FFRF Tulsa chapter President Randy Bradley holds a marriage certificate. “The chapter was interested in making sure that the county was not reserving any special privileges for superstitious nonsense. We felt that religious affiliation should not reserve special privileges for anyone.”
Nontheists wanting to say “I do” without clergy involvement in Tulsa County, Okla., may now do so, thanks to members of FFRF’s Tulsa chapter.
“Up until now, the religious community has had a monopoly on who can officiate at weddings,” Bill Dusenberry, an FFRF member and coordinator of the Tulsa Coalition of Reason, told the Tulsa World.
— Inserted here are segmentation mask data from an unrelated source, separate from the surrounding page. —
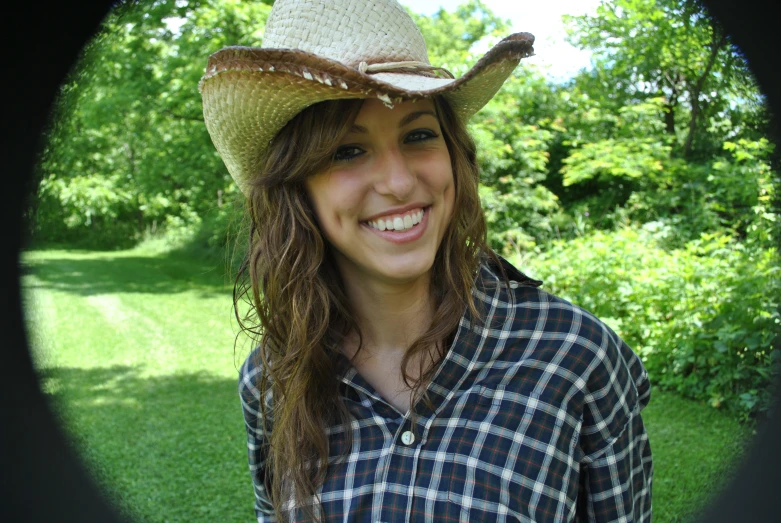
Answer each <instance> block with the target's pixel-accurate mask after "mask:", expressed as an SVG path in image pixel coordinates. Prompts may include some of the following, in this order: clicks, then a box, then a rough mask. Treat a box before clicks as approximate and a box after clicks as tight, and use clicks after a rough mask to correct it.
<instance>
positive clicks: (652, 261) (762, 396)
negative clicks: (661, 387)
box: [516, 224, 781, 416]
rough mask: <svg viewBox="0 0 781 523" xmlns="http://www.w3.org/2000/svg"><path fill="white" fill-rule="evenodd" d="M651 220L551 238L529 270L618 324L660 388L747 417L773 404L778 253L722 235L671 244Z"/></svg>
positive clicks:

Randy Bradley, president of FFRF’s Tulsa chapter; William Poire, FFRF member and president of the Atheist Community of Tulsa; and Dusenberry registered April 28 with the county to officiate at weddings.
Poire said it’s the first time celebrants approved by FFRF were registered. Dusenberry, who led the effort, said having secular celebrants will add to the celebratory atmosphere and cohesiveness associated with being married by a person who’s a member of one’s group.
FFRF’er Ron McDaniel’s research of the state statute led Dusenberry to the county, because Oklahoma makes counties the final arbiters. The county Court Clerk’s Office accepted the Tulsa FFRF chapter as the equivalent of an ordaining organization for the purpose of approving celebrants. FFRF member Larry Roth designed the required letterhead stationery.
Jason Jones, supervisor of the Family Division in the Court Clerk’s Office, said the three FFRF applicants presented letters stating they met that organization’s requirements as celebrants. “That’s good enough for us to issue the license,” Jones said.
Dusenberry said the chapter has developed an application process for prospective celebrants and for couples seeking a ceremony.